Stoisisme mencoba meletakkan prinsip-prinsip kesederajatan manusia dalam hukum.
Ide dasar aliran ini terletak pada kesatuan yang teratur (kosmos) yang bersumber dari jiwa dunia (logos), yakni Budi Ilahi yang menjiwai segalanya. Dengan kata
lain, telah timbul keterikatan antara manusia dengan logos, yang selanjutnya
diartikan sebagai rasio. Oleh karena itu, menurut Stoisisme, tujuan hukum
adalah keadilan menurut logos, bukan menurut hukum positif. Sehingga ketaatan
menurut hukum positif baru dapat dilakukan sepanjang hukum positif sesuai
dengan hukum alam.
Sejarah Filsafat Hukum Pada Zaman Pertengahan
Perkembangan sejarah
filsafat hukum pada zaman pertengahan dimulai sejak runtuhnya kekuasaan kekaisaran
Romawi pada abad ke-5 SM (masa gelap/the
dark ages) yang ditandai dengan kejayaan agama Kristen di Eropa (masa scholastic), dan mulai
berkembangnya agama Islam. Sebelum ada zaman pertengahan terdapat suatu fase
yang disebut dengan Masa Gelap, terjadi pada saat Kekaisaran Romawi runtuh
dihancurkan oleh suku-suku Germania, sehingga tidak ada satupun peninggalan
peradaban bangsa Romawi yang tersisa, sehingga masa ini dikenal sebagai masa
gelap.
Tokoh-tokoh filsafat
hukum yang hidup di zaman ini, antara lain Augustinus (354-430) dan Thomas
Aquino (1225-1275). Dalam perkembangannya, pemikiran para filsuf di zaman
pertengahan tidak terlepas dari pengaruh filsuf pada zaman Yunani, misalnya
saja Augustinus mendapat pengaruh dari Plato tentang hubungan antara ide-ide
abadi dengan benda-benda duniawi.
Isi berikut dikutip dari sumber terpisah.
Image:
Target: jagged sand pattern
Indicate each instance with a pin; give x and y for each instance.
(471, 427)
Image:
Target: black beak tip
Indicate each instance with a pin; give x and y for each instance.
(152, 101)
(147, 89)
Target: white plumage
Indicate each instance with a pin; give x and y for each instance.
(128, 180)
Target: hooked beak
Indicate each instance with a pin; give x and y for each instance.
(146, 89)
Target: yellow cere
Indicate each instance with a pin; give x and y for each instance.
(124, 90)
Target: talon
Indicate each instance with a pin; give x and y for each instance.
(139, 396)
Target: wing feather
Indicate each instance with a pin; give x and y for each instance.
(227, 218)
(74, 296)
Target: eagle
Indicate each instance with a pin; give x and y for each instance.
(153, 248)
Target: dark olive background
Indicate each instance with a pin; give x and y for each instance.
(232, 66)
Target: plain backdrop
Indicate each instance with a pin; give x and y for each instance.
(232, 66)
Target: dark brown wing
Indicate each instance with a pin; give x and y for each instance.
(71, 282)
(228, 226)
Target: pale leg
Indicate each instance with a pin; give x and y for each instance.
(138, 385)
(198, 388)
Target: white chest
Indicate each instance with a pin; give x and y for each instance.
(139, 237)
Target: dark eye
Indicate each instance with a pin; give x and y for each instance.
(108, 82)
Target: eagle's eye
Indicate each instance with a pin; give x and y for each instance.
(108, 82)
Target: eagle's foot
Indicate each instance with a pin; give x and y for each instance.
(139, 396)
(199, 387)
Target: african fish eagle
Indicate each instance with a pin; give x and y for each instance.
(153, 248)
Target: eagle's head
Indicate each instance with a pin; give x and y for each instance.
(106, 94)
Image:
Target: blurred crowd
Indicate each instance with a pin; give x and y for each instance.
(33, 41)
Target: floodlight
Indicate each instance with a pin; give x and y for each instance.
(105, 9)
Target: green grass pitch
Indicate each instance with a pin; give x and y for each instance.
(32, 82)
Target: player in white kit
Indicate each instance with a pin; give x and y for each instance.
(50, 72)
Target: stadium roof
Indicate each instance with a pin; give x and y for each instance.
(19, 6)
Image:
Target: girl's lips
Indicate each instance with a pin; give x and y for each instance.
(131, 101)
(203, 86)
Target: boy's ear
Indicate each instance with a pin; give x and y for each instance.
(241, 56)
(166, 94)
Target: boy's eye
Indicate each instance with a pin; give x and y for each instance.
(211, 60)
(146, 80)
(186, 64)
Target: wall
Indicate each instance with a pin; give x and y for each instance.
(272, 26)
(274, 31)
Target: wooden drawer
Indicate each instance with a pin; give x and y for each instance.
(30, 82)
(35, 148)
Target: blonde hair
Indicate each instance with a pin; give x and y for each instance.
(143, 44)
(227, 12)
Tentu saja pemikiran Augustinus bersumber
dari Tuhan atau Budi Allah yang diketemukan dalam jiwa manusia. Sedangkan
Thomas Aquinas sebagai seorang rohaniwan Katolik telah meletakkan perbedaan
secara tegas antara hukum-hukum yang berasal dari wahyu Tuhan (Lex Aeterna), hukum yang dijangkau akal
budi manusia (Lex Divina), hukum yang
berdasarkan akal budi manusia (Lex
Naturalis), dan hukum positif (Lex
Positivis). Pembagian hukum atas keempat jenis hukum yang dilakukan oleh
Thomas Aquinas nantinya akan dibahas dalam pelbagai aliran filsafat hukum pada
bagian lain dari tulisan ini.
Sejarah Filsafat Hukum Pada Zaman Modern
Pada zaman ini para
filsuf telah meletakkan dasar bagi hukum yang mandiri, yang terlepas sama sekali
dari hukum abadi yang berasal dari Tuhan. Tokoh-tokoh yang berperan sangat
penting pada abad pertengahan ini, antara lain: William Occam (1290-1350), Rene
Descartes (1596-1650), Thomas Hobbes (1588-1679), John Locke (1632-1704),
George Berkeley (1685-1753), David Hume (1711-1776), Francis Bacon (1561-1626),
Samuel Pufendorf (1632-1694), Thomasius (1655-1728), Wolf (1679-1754),
Montesquieu (1689-1755), J.J. Rousseau (1712-1778), dan Immanuel Kant
(1724-1804). Zaman modern ini juga disebut Renaissance.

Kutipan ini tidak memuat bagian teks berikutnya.